Both of Nicole’s babies were as safe as they could be, when their father had walked out on them and their mother had just been bilked of a partnership. She and Frank had planned to put in a pool themselves later, when the kids were past the drowning stage. Now they’d never do it. The yard was a nondescript patch of dirt with a sunburnt swingset and a sandbox that Kimberley and Justin could turn into a battlefield. These days, they never got to use it. They were always either at daycare or doing weekend visitations with Frank and Dawn.
It was all dark now, invisible. Nicole turned back to the disheveled bedroom. An impulse struck, to straighten up, make the bed, dust the tables and the dresser, pick up the scattered clothes and the pile of assorted shoes. Before she could start, a glance at the bedside clock changed her mind for her. Ten thirty-eight at night was no time to make her bed for the day.
She settled for shaking out the sheets and the blanket and pulling the comforter straight. It was an absurd thing to do, anal and rather pathetic, but at least she’d crawl into a more or less orderly bed. Sleep didn’t enter into it. She was wide awake, almost painfully so.
Well, and who cared? With Kimberley sick, with Josefina off to Mexico, and with her louse of an ex-husband off to Mexico, too, she could sleep as late as the kids would let her. Rosenthal, Gallagher, Kaplan, Jeter, Gonzalez Feng would have to do without her services tomorrow – not that they’d shown much enthusiasm for said services. The kind they really wanted, the bend-over-and-take-it kind, she would not provide.
Her eye fell again as it so often did, on the one thing in the room that wasn’t Yuppie Eclectic Chic. Liber and Libera stood in their stone calm, clasped hand in hand, staring gravely out at a world they couldn’t ever have imagined, let alone created. They wouldn’t have stood for the crap that had landed on her today. How could they, with names like theirs? Nothing in their world or time had been as purely awful as this one she lived in.
She rested her hand on the votive plaque. It felt cool and smooth, inert but somehow subtly alive, the way carved stone can be when it’s very old. “I wish I’d lived then, ‘ she said. “It would have been a good time to be alive, not so… artificial as it is now. Not so hateful.”
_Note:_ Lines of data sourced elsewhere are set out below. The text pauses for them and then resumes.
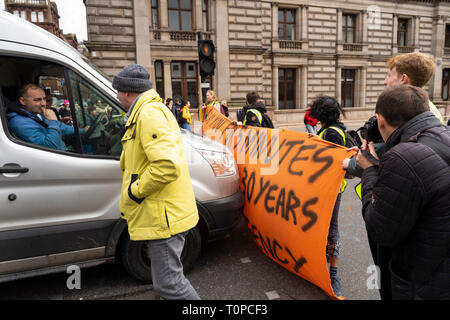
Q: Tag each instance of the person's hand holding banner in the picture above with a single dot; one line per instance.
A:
(290, 182)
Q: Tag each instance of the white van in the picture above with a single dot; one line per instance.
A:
(60, 207)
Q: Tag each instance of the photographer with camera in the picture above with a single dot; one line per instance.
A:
(405, 69)
(413, 68)
(405, 198)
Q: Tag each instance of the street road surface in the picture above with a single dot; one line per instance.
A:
(230, 269)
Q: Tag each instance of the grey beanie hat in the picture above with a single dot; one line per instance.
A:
(132, 78)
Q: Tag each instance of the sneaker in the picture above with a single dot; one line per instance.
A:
(336, 285)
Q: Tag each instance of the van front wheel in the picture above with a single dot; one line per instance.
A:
(136, 261)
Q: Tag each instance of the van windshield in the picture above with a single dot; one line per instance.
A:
(93, 66)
She squeaked in surprise. Her hand jerked itself away from the plaque. She stared at the palm. It couldn’t be – of course it couldn’t – but it felt as if it had been blessed with a pair of tiny kisses.
Had Liber and Libera smiled quite so broadly before? Of course they had. They must have. She was tired. She was stressed out. She was imagining things wholesale.
She shook out the comforter again, for luck as it were, and to clear her own head; then climbed into bed. She hesitated as she reached to turn out the light. The lamp’s glow fell softly on the gods’ smiling faces. Her palm itched a little, and stung a little, as if it had had a tiny – doubled – electric shock. She shook her head firmly, steeled herself, and flicked out the light. Dark came down abruptly. Sleep came down with it, too fast almost to perceive. The last thing she remembered was a kind of dim astonishment.
In the dark, quiet bedroom, on the old, old plaque, Liber turned his head and smiled at Libera. She smiled back. Excitement sang between them. True, it was true. A prayer at last; a votary; a wish so strong, it had roused them from their sleep. How long it had been? Hundreds of years – a thousand, and half a thousand more. Bacchus, that simpering Greek, had never lacked for either prayers or devotees. Liber and Libera had been all forgotten.
And such an easy prayer to answer, though not – they admitted to each other – as strictly usual as most. Most prayers were for wealth or fertility or escape from the morning-after price wine inevitably exacted. Such a wish as this: how wonderfully novel, and how simple, too. Nicole had traveled to Carnuntum. This plaque, on which Liber and Libera’s power was now so singularly focused, had come from that ancient city. And, best of all, when the plaque was made, a woman of Nicole’s blood and line had been living in Carnuntum.
What pleasure, too, in granting the prayer; what divine and divinely ordained ease. This woman’s spirit was as light as thistledown, for all its leaden weight of worry. Purest simplicity to waft it out of the flesh, to send it spiraling down the long road into that other, kindred body.
Such lovely days, those had been, so much more delightful than these, which were nothing if not dull. How perceptive of this woman to comprehend it, and how ingenious of her to utter a prayer they could grant.